What is the circuit breaker pattern in microservices?

The circuit breaker pattern prevents cascading failures by monitoring service calls. It operates in three states: Closed (normal operation), Open (requests blocked after failures exceed threshold), and Half-Open (testing if service recovered). Libraries like Resilience4j and Polly implement this pattern.

What is the difference between choreography and orchestration in the Saga pattern?

Choreography-based sagas use events without a central coordinator - each service listens for events and publishes its own. Orchestration-based sagas use a central orchestrator that tells each service what to do. Choreography offers more decoupling but is harder to debug; orchestration provides better visibility but introduces a single point of failure.
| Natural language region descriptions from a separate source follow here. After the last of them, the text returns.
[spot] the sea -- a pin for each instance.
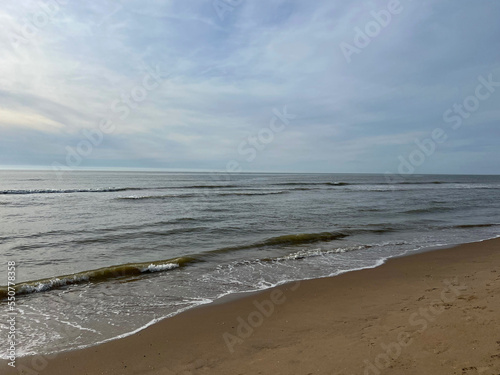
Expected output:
(100, 255)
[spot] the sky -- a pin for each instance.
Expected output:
(251, 85)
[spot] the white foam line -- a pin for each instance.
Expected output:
(205, 301)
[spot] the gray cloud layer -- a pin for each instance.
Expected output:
(186, 88)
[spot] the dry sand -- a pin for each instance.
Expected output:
(431, 313)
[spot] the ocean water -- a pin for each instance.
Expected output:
(102, 254)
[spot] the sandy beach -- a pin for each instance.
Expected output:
(435, 312)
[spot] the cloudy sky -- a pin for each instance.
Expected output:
(203, 84)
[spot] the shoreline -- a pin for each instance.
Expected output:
(114, 357)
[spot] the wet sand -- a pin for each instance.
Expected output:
(431, 313)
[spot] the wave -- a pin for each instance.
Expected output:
(134, 269)
(252, 194)
(428, 210)
(302, 254)
(64, 191)
(97, 275)
(315, 184)
(470, 226)
(154, 197)
(168, 196)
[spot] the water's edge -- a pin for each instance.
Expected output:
(231, 296)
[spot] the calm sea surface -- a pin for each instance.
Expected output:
(102, 254)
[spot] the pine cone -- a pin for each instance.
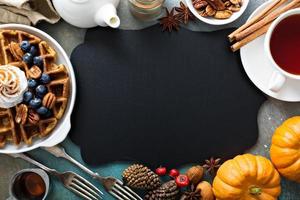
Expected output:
(141, 177)
(168, 191)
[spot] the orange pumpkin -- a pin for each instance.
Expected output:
(285, 149)
(247, 177)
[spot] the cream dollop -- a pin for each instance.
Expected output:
(13, 84)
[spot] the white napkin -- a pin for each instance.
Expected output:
(27, 11)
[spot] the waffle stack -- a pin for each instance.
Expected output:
(10, 130)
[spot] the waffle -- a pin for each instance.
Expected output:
(17, 133)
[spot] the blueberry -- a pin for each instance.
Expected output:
(27, 58)
(42, 110)
(32, 83)
(45, 79)
(38, 60)
(33, 50)
(27, 96)
(25, 45)
(41, 90)
(48, 114)
(35, 103)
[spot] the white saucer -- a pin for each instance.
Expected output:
(259, 69)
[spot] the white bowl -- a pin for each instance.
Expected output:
(213, 21)
(60, 132)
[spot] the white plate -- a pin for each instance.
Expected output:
(63, 127)
(213, 21)
(259, 68)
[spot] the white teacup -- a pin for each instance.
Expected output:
(39, 172)
(279, 76)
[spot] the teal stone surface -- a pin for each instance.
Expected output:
(271, 114)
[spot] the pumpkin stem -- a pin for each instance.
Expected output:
(254, 190)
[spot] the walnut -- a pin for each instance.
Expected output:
(224, 14)
(21, 114)
(216, 4)
(236, 2)
(16, 50)
(210, 11)
(33, 117)
(35, 72)
(49, 100)
(199, 4)
(203, 13)
(234, 8)
(227, 3)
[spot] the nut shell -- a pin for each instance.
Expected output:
(224, 14)
(49, 100)
(33, 117)
(21, 114)
(35, 72)
(16, 50)
(210, 11)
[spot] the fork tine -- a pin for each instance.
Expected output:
(128, 189)
(85, 186)
(119, 193)
(123, 190)
(89, 184)
(79, 193)
(83, 191)
(115, 195)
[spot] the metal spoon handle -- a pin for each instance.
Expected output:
(60, 152)
(36, 163)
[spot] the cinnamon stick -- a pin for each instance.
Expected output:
(250, 38)
(256, 26)
(273, 6)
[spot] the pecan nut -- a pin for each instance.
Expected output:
(49, 100)
(35, 72)
(16, 51)
(216, 4)
(234, 8)
(33, 117)
(225, 14)
(210, 11)
(199, 4)
(236, 2)
(21, 114)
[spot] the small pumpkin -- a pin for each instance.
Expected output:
(285, 149)
(205, 190)
(247, 177)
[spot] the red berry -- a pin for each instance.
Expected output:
(161, 171)
(174, 173)
(182, 181)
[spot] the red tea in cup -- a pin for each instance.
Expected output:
(285, 44)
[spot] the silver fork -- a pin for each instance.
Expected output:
(112, 185)
(71, 180)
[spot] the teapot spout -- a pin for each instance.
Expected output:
(107, 16)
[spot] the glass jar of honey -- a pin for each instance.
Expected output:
(146, 10)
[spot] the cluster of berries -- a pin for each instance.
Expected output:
(181, 179)
(37, 86)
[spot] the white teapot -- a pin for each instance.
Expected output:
(89, 13)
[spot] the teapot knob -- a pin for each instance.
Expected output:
(107, 16)
(79, 1)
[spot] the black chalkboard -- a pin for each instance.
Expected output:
(160, 98)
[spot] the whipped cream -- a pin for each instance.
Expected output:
(13, 84)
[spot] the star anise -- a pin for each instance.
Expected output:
(170, 21)
(191, 194)
(212, 165)
(183, 13)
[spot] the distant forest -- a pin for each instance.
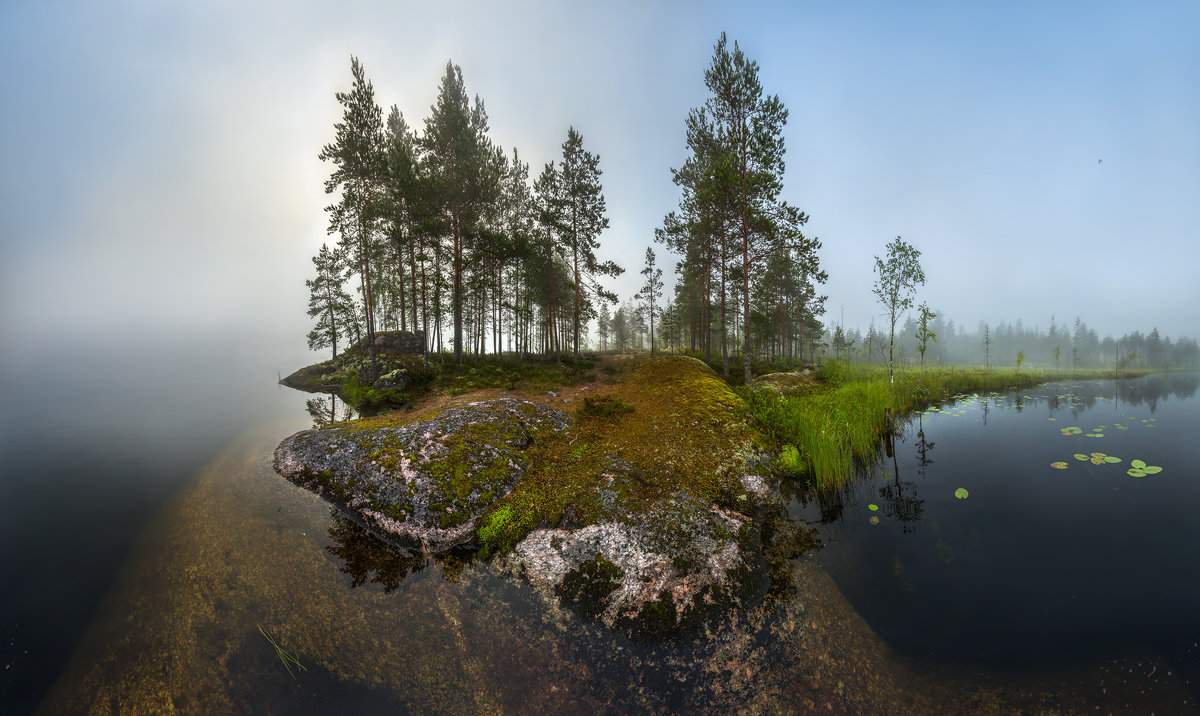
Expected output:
(1065, 347)
(441, 230)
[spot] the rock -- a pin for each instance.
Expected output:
(682, 555)
(425, 483)
(395, 380)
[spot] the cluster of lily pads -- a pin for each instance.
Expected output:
(1137, 468)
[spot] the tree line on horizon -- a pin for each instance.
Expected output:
(441, 230)
(1061, 346)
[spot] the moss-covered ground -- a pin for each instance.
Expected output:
(670, 425)
(353, 375)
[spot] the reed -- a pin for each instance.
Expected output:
(843, 419)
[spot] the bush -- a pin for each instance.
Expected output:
(604, 407)
(833, 373)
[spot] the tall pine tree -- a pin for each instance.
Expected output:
(583, 220)
(359, 164)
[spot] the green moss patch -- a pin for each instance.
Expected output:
(681, 429)
(587, 588)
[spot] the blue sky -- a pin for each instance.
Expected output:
(160, 160)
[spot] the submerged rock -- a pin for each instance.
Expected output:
(641, 513)
(395, 380)
(424, 483)
(679, 557)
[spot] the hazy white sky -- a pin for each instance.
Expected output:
(160, 160)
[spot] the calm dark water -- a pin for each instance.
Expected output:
(94, 440)
(1037, 566)
(144, 541)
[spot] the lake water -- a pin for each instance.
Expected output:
(1038, 565)
(151, 558)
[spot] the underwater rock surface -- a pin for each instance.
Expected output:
(425, 483)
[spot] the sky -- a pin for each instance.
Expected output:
(160, 173)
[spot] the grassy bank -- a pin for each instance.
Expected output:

When should I use Istio vs Linkerd for service mesh?

Choose Istio for advanced traffic management, granular security policies, and extensive observability - but expect more complexity. Choose Linkerd for simplicity, ease of use, and low operational overhead. In 2025 benchmarks, Linkerd is 163ms faster than Istio at the 99th percentile.

Why is OpenTelemetry important for microservices?

OpenTelemetry provides vendor-neutral distributed tracing, letting you trace requests across multiple services. 79% of organizations use or consider it. It eliminates vendor lock-in and provides a unified framework for traces, metrics, and logs - essential for debugging microservices in production.

Microservices Communication Patterns: AI's Distributed Systems Blind Spots

Explore why AI-generated microservices code lacks circuit breakers, distributed tracing, and proper saga patterns. Learn to implement resilience with Resilience4j, OpenTelemetry, and service mesh architectures.

Introduction: The Distributed Monolith Problem

In 2025, microservices have become the dominant architecture pattern, with 61% of enterprises already using them. But there's a hidden danger: AI-generated microservices code often creates what architects call a "distributed monolith"—services that are technically separate but tightly coupled, lacking the resilience patterns that make distributed systems actually work.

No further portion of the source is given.